Patton v. Aetna Ins. Co., 595 F. Supp. 533 (N.D. Miss. 1984)

US District Court for the Northern District of Mississippi - 595 F. Supp. 533 (N.D. Miss. 1984)
September 17, 1984

595 F. Supp. 533 (1984)

Hezekiah PATTON, Jr., Plaintiff,
AETNA INSURANCE COMPANY and Shaw-Shelby Insurance Agency, Inc., Defendants.

No. DC83-263-NB-D.

United States District Court, N.D. Mississippi, Delta Division.

September 17, 1984.

*534 Ellis Turnage, Cleveland, Miss., for plaintiff.

Roy A. Smith, Jr., Jackson, Miss., for defendants.


BIGGERS, District Judge.

This cause came on for hearing on the defendants' motions for summary judgment, the plaintiff's cross-motion for partial summary judgment as to the issue of coverage under an insurance policy, and the defendants' alternative motions for partial summary judgment as to the issue of punitive damages. Having considered the pleadings, affidavits, depositions, and memoranda filed by the parties, and being fully advised in the premises thereof, the court is now in a position to rule on these motions.
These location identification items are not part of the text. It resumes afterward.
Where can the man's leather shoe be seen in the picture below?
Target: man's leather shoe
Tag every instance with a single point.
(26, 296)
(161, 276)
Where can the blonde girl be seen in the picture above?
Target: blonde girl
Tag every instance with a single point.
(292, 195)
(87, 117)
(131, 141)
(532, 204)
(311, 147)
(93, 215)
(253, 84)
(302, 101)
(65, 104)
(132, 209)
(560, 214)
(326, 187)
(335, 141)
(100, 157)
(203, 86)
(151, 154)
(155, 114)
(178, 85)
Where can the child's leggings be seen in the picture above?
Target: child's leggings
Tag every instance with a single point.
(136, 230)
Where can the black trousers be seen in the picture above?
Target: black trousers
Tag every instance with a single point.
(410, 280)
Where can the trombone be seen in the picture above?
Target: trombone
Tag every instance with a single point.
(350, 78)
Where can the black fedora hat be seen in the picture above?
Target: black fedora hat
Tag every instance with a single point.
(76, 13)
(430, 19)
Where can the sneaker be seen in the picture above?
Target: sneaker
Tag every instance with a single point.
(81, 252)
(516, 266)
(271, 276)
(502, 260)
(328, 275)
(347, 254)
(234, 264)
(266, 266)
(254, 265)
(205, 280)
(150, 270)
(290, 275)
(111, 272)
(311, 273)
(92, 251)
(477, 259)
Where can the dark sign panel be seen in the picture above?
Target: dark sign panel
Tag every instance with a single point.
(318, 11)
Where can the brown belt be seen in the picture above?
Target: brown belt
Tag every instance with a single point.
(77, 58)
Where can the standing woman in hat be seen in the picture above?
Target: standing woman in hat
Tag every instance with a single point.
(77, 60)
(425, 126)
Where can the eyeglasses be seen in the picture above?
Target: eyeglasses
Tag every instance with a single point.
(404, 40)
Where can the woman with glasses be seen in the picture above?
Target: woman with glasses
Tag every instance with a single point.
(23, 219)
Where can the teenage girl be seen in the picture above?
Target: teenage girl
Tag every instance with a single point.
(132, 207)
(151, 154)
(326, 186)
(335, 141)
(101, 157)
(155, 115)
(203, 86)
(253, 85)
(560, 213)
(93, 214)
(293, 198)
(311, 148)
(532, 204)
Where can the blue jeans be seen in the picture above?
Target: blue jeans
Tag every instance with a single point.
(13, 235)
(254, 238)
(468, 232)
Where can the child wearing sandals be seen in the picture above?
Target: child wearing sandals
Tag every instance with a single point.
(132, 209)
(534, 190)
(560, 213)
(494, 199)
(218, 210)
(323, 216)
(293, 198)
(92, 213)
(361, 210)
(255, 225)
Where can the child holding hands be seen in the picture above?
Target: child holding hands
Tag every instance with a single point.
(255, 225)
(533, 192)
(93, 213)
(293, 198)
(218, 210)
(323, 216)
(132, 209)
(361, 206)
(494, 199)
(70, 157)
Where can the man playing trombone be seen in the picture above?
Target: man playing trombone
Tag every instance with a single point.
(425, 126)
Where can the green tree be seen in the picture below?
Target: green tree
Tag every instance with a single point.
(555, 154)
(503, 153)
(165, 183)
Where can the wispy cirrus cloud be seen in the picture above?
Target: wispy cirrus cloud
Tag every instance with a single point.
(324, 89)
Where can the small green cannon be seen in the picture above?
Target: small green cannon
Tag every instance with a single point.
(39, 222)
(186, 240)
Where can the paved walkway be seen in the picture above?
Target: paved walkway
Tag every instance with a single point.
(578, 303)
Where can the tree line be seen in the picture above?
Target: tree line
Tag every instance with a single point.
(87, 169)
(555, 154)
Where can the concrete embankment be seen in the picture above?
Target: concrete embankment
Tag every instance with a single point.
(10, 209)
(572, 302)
This cause arose from the following facts, which are undisputed unless otherwise indicated. The plaintiff Hezekiah Patton, Jr. (Patton) purchased an old vacant house, which he intended to remodel into a convenience store. After obtaining a renovation loan, the plaintiff purchased two insurance policies on the house. The second insurance policy, a $40,000.00 "builder's risk" policy with the defendant Aetna Insurance Company (Aetna) which is the subject matter of this suit, was sold to the plaintiff on September 11, 1980, by the defendant Shaw-Shelby Insurance Agency, Inc. (Shaw-Shelby). This policy by its terms protected against certain types of damages occurring to the building "while in the course of construction." The house was destroyed by a fire of unknown origin on October 3, 1980. Apparently, the only work which had been performed at that time was the unhooking of plumbing and gas lines, the removal of a furnace, the removal of lattice work around the house, and discussions with two contractors regarding lowering of the house. The plaintiff seeks both recovery for the fire loss under the builder's risk policy as well as punitive damages; the defendants deny liability on the grounds that the house was not "in the course of construction" at the time of the fire.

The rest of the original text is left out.